Open Letter to the Organisers, Partners and Delegates of the Global Ministerial Mental Health Summit, London and 10 October, 2018


The UK government is hosting a Global Ministerial Mental Health Summit in London on the 9 and 10 of October, 2018. The Summit aims to “build momentum on global mental health issues such as early intervention, public health, research, tackling stigma, and promoting access to evidence-based services.” The event is set to culminate with a “global declaration committing to political leadership on mental health.” The Summit will also see the launch of the Lancet Commission into the links between mental health and sustainable development.


We the undersigned are concerned about the way in which this event has been organised and about the UK positioning itself as a ‘global leader’ in mental health for the following reasons:

  1. The organisation and planning for this event has been a closely guarded secret. Even the full list of countries participating was not released beforehand, which made any possibility of advocacy by civil society organisations in those countries impossible. Significantly, there has been little or no involvement of organisations led by mental health service users, survivors and persons with psychosocial disabilities in the thinking, planning and design of this event. While a few networks were approached to provide ‘experts by experiences’ to attend panels on themes already decided on, there has been no meaningful consultation or involvement of user-led and disabled people’s organisations not already signed up to the ‘Movement for Global Mental Health’ agenda or funding to enable a wide range of representatives to attend. This is in open violation of Article 4 of the UN-Convention for the Rights of Persons with Disabilities (CRPD) which obligates signatories to closely consult with and actively involve persons with disabilities through their representative organisations in decision-making around issues that directly concern persons with disabilities.
  2. The UK’s positioning as the leader in the global effort to tackle mental health needs is highly problematic for a variety of reasons. In 2016, an inquiry by the UN Committee on the Rights of Persons with Disabilities found that austerity policies introduced by the UK government had met “the threshold of grave or systematic violations of the rights of persons with disabilities.” The Committee found high levels of poverty as a direct result of welfare and benefit cuts, social isolation, reduced standards of living, segregation in schools of children, lack of support for independent living and a host of other violations. The situation has had a direct impact on people’s mental health with rates of suicide attempts doubling and widespread destitution.
  3. In the concluding observations on the initial report of the United Kingdom of Great Britain and Northern Ireland, the Committee raised particular concerns about the insufficient incorporation and uneven implementation of the CRPD across all policy areas and levels within all regions, devolved governments and territories under its jurisdiction and/or control, and about existing laws, regulations and practices that discriminate against persons with disabilities.
  4. In the UK, there is a particular situation of discrimination within mental health services that affect its black and minority ethnic communities and migrants from ex-colonial countries and the global south diaspora.

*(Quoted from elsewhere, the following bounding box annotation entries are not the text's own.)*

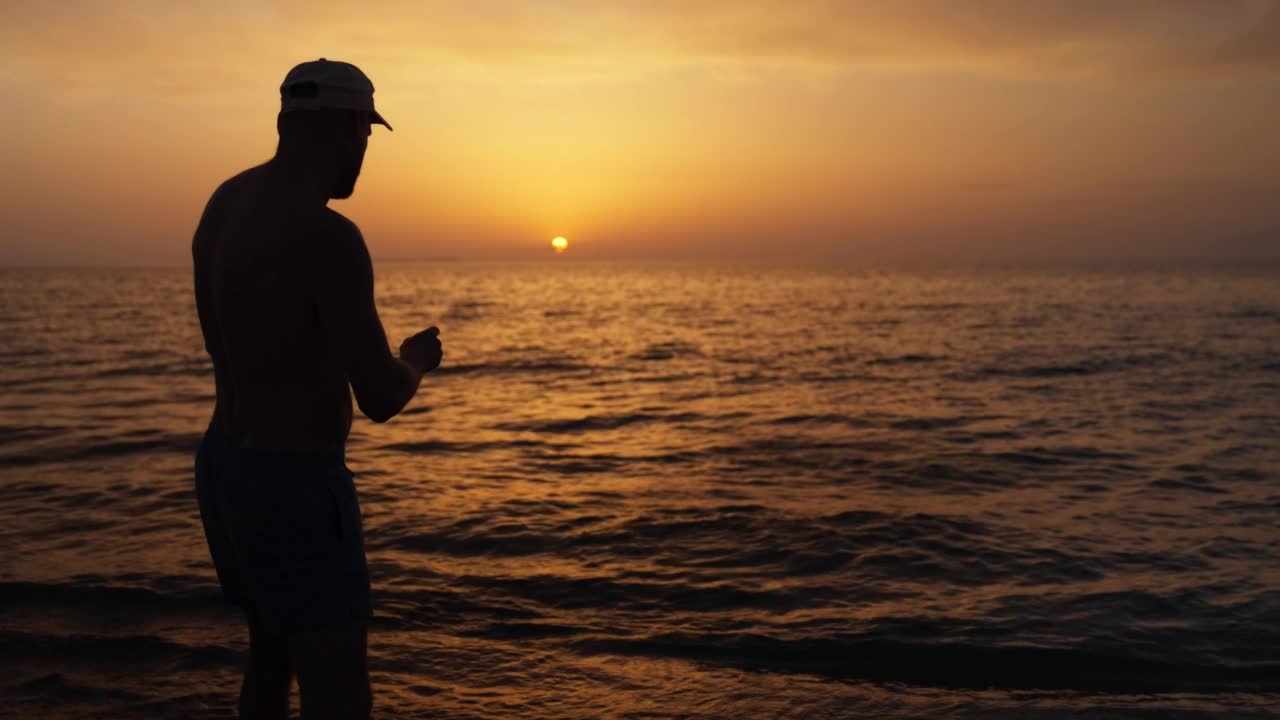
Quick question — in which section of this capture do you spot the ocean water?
[0,263,1280,720]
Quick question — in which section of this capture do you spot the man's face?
[333,111,372,200]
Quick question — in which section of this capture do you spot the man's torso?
[192,165,352,450]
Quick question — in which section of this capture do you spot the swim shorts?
[196,428,372,634]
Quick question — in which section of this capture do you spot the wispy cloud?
[0,0,1280,99]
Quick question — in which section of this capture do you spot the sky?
[0,0,1280,265]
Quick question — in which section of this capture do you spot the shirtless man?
[192,59,442,720]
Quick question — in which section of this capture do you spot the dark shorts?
[196,429,372,634]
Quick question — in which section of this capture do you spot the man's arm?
[308,210,425,423]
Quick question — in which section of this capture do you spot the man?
[192,59,443,720]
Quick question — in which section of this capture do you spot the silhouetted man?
[191,59,442,720]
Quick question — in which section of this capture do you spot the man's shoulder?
[316,208,365,245]
[308,208,371,274]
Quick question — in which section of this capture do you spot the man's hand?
[401,325,444,374]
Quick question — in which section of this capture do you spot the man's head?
[276,58,390,199]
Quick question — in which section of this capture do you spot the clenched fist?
[401,325,444,374]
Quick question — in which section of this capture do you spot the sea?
[0,256,1280,720]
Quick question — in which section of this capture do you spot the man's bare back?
[192,60,443,720]
[192,165,358,450]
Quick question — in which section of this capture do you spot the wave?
[494,413,708,434]
[0,433,202,468]
[572,628,1280,694]
[0,629,242,667]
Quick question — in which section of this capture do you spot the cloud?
[0,0,1280,102]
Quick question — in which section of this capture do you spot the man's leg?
[289,620,372,720]
[239,610,293,720]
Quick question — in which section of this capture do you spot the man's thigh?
[289,620,372,720]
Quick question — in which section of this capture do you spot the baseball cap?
[280,58,392,129]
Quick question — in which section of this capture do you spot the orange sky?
[0,0,1280,265]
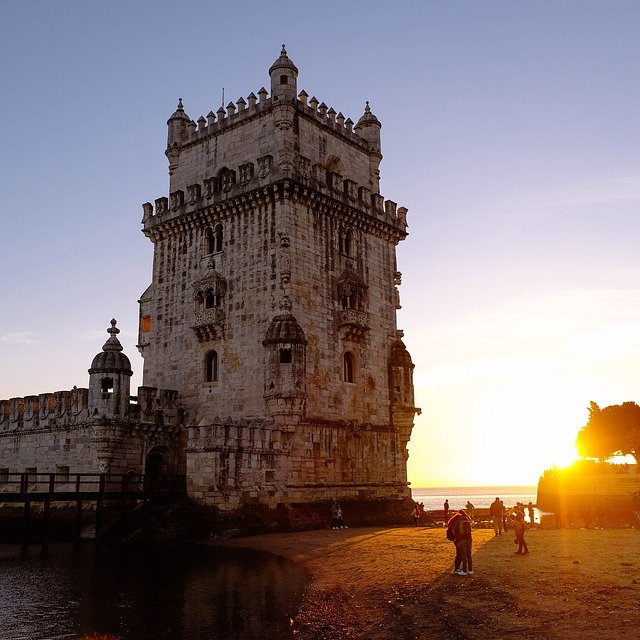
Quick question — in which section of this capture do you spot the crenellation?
[0,46,418,514]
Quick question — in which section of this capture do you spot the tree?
[576,402,640,463]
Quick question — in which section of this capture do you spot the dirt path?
[213,527,640,640]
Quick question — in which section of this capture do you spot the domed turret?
[353,102,382,193]
[262,313,307,347]
[89,320,133,418]
[167,98,191,149]
[354,101,382,151]
[262,308,307,430]
[269,45,298,100]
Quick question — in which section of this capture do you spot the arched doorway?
[144,447,172,491]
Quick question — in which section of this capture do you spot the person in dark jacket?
[447,509,473,576]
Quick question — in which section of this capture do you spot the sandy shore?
[212,527,640,640]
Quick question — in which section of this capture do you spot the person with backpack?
[447,509,473,576]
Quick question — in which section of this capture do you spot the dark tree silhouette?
[576,402,640,462]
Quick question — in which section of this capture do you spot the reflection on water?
[0,544,309,640]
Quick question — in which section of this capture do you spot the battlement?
[166,87,369,152]
[0,387,184,434]
[142,162,408,233]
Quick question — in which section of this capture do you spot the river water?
[0,544,309,640]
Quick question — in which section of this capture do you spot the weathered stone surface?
[0,48,418,511]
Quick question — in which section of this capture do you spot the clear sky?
[0,0,640,486]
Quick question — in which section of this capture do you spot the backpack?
[447,515,460,542]
[458,518,471,540]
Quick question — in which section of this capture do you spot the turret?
[167,98,191,150]
[262,308,307,429]
[89,320,133,418]
[269,45,298,101]
[354,102,382,193]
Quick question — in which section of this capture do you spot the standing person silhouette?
[489,498,502,536]
[513,510,529,555]
[465,500,475,520]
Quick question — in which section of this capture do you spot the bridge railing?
[0,472,186,502]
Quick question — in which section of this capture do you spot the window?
[204,227,216,255]
[205,351,218,382]
[204,224,223,255]
[204,291,220,309]
[56,465,69,482]
[344,229,353,256]
[214,224,222,251]
[343,351,355,382]
[338,229,355,258]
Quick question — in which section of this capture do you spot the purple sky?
[0,0,640,486]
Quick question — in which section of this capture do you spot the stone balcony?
[191,309,224,342]
[336,309,371,342]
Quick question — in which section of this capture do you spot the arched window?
[344,229,353,256]
[214,224,222,251]
[204,227,216,255]
[204,291,220,309]
[204,224,223,255]
[205,351,219,382]
[343,351,355,382]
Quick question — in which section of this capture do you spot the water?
[411,486,537,511]
[0,544,309,640]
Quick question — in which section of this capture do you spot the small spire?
[280,294,292,313]
[107,318,120,336]
[102,318,122,351]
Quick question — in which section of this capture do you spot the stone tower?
[89,320,133,419]
[138,46,418,511]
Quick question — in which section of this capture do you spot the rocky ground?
[212,527,640,640]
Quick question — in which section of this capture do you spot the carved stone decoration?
[258,156,273,179]
[187,184,200,204]
[313,164,327,187]
[344,180,358,202]
[298,156,311,180]
[336,262,371,342]
[191,259,227,342]
[327,171,343,195]
[169,189,184,211]
[238,162,253,185]
[203,178,218,200]
[279,232,291,284]
[156,196,169,218]
[218,169,236,193]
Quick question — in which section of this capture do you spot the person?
[527,501,535,526]
[513,511,529,555]
[489,497,502,536]
[336,505,349,529]
[465,500,475,522]
[447,509,473,576]
[631,491,640,529]
[331,500,340,529]
[500,500,507,533]
[411,502,420,527]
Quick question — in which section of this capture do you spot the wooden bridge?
[0,473,186,547]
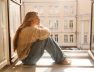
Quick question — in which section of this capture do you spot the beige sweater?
[17,26,50,60]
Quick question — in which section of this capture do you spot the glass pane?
[91,4,94,53]
[0,2,5,62]
[9,1,20,57]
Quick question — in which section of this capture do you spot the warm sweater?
[17,26,50,60]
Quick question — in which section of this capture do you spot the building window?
[50,34,53,39]
[55,34,58,42]
[64,6,68,14]
[93,35,94,43]
[70,35,73,43]
[84,35,87,44]
[64,35,68,43]
[64,20,68,29]
[69,20,73,29]
[49,20,58,29]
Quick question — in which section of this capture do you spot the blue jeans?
[22,37,65,65]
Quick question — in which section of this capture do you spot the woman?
[14,12,70,65]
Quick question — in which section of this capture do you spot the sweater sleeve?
[38,26,50,40]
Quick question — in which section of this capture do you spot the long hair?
[13,12,37,51]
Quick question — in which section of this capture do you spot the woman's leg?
[45,38,65,63]
[22,38,65,64]
[22,39,46,65]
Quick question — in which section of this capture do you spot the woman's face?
[34,16,40,25]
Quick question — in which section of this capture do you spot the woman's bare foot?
[62,58,71,65]
[57,58,71,65]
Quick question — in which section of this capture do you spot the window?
[49,20,58,29]
[69,20,73,29]
[84,35,87,44]
[55,34,58,42]
[64,20,68,29]
[50,34,53,38]
[64,35,68,43]
[64,6,69,14]
[70,35,73,43]
[93,35,94,44]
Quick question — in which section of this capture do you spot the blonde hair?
[13,12,37,51]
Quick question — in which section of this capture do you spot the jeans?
[22,37,65,65]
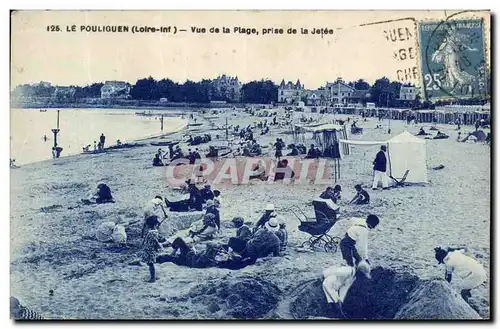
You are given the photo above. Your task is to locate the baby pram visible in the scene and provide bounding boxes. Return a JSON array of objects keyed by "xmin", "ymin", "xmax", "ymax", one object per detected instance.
[{"xmin": 290, "ymin": 199, "xmax": 340, "ymax": 252}]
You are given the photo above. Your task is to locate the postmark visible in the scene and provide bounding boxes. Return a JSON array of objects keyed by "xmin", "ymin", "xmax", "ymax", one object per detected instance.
[{"xmin": 419, "ymin": 17, "xmax": 489, "ymax": 100}]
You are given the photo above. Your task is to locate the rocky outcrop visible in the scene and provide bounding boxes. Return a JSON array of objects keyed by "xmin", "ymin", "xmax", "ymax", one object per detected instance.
[
  {"xmin": 188, "ymin": 277, "xmax": 281, "ymax": 319},
  {"xmin": 394, "ymin": 280, "xmax": 481, "ymax": 320},
  {"xmin": 289, "ymin": 267, "xmax": 480, "ymax": 320}
]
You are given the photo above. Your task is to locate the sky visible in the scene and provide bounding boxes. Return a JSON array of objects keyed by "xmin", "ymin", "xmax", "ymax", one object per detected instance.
[{"xmin": 11, "ymin": 11, "xmax": 490, "ymax": 89}]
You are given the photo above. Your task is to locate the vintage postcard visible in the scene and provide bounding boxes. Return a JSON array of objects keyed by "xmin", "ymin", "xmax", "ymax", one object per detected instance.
[{"xmin": 10, "ymin": 10, "xmax": 492, "ymax": 321}]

Decades of evidence show that they face consistent discriminatory treatment within UK’s mental health services, including high levels of misdiagnosis, compulsory treatment, over-medication, community treatment orders and culturally inappropriate treatment. The inquiry into the death of David Bennett, an African Caribbean man in the care of the state, found the NHS to be institutionally racist. Yet, the UK government has set out to lead the globe in creating inclusive and just societies while continuing to perpetuate a ‘hostile environment’ not only in its health and social care services but in other areas that impact on people’s mental health such as immigration, policing, employment, welfare and so on.
  5. The Summit is set to announce the global launch of the anti-stigma programme, Time to Change, with programmes planned in India, Ghana, Nigeria, Uganda and Kenya. Millions of pounds have already been spent on this campaign which claims to have made a positive impact on mental health stigma, while evidence also shows that there has been no improvement in knowledge or behaviour among the general public, nor in user reports of discrimination by mental health professionals. The UN Committee on the Rights of Persons with Disabilities, in its concluding remarks, raised particular concerns about perceptions in society in the UK that stigmatize persons with disabilities as living a life of less value than that of others. It also pointed out that existing anti-discrimination legislation in the UK does not provide comprehensive or appropriate protection, particularly against multiple and intersectional discrimination. Given this scenario, it is objectionable that the UK government continues to fund a programme that aims to address stigma while carrying on with the most stigmatising and discriminatory policies that affect persons with psycho-social disabilities.
  6. UK has already taken the lead in exporting the failed paradigm of biomedical psychiatry globally through the ‘Movement for Global Mental Health’. The failure of social contact based anti-stigma programmes to attain any change in structural discrimination and inequalities has not deterred the UK government from supporting the export of another high-cost, low impact programme, with funding from the Foreign and Commonwealth Affairs Office, to the global south. This model of ‘North leading the South’ recreates colonial ‘missions of education,’ significantly impacting on the development of locally relevant, rights-based discourses rooted in the wisdom of CRPD and led by persons with psychosocial disabilities in the global south.
  7. Many professionals in the field of mental health both in the global south and in the global north have cautioned against the application and scale up of western models of mental health care worldwide. User/survivor groups in the global south have already objected to importing failed western models of mental health care into their countries and called for full CRPD compliance that will enable full and effective participation of service users, survivors and persons with psychosocial disabilities in all aspects of life. This is significant at a time when the Mental Health Act is under review in England and there has been consistent resistance to moving towards CRPD compliant legislation

Given this scenario, it is hypocritical that the UK government is taking the lead in creating a global declaration on political leadership in mental health. As with the Global Disability Summit this government recently staged, we are seeing an intolerant government posing as the upholder of the rights of persons with psychosocial disabilities. The organisation of the Summit is in opposition to the spirit and terms of the CRPD.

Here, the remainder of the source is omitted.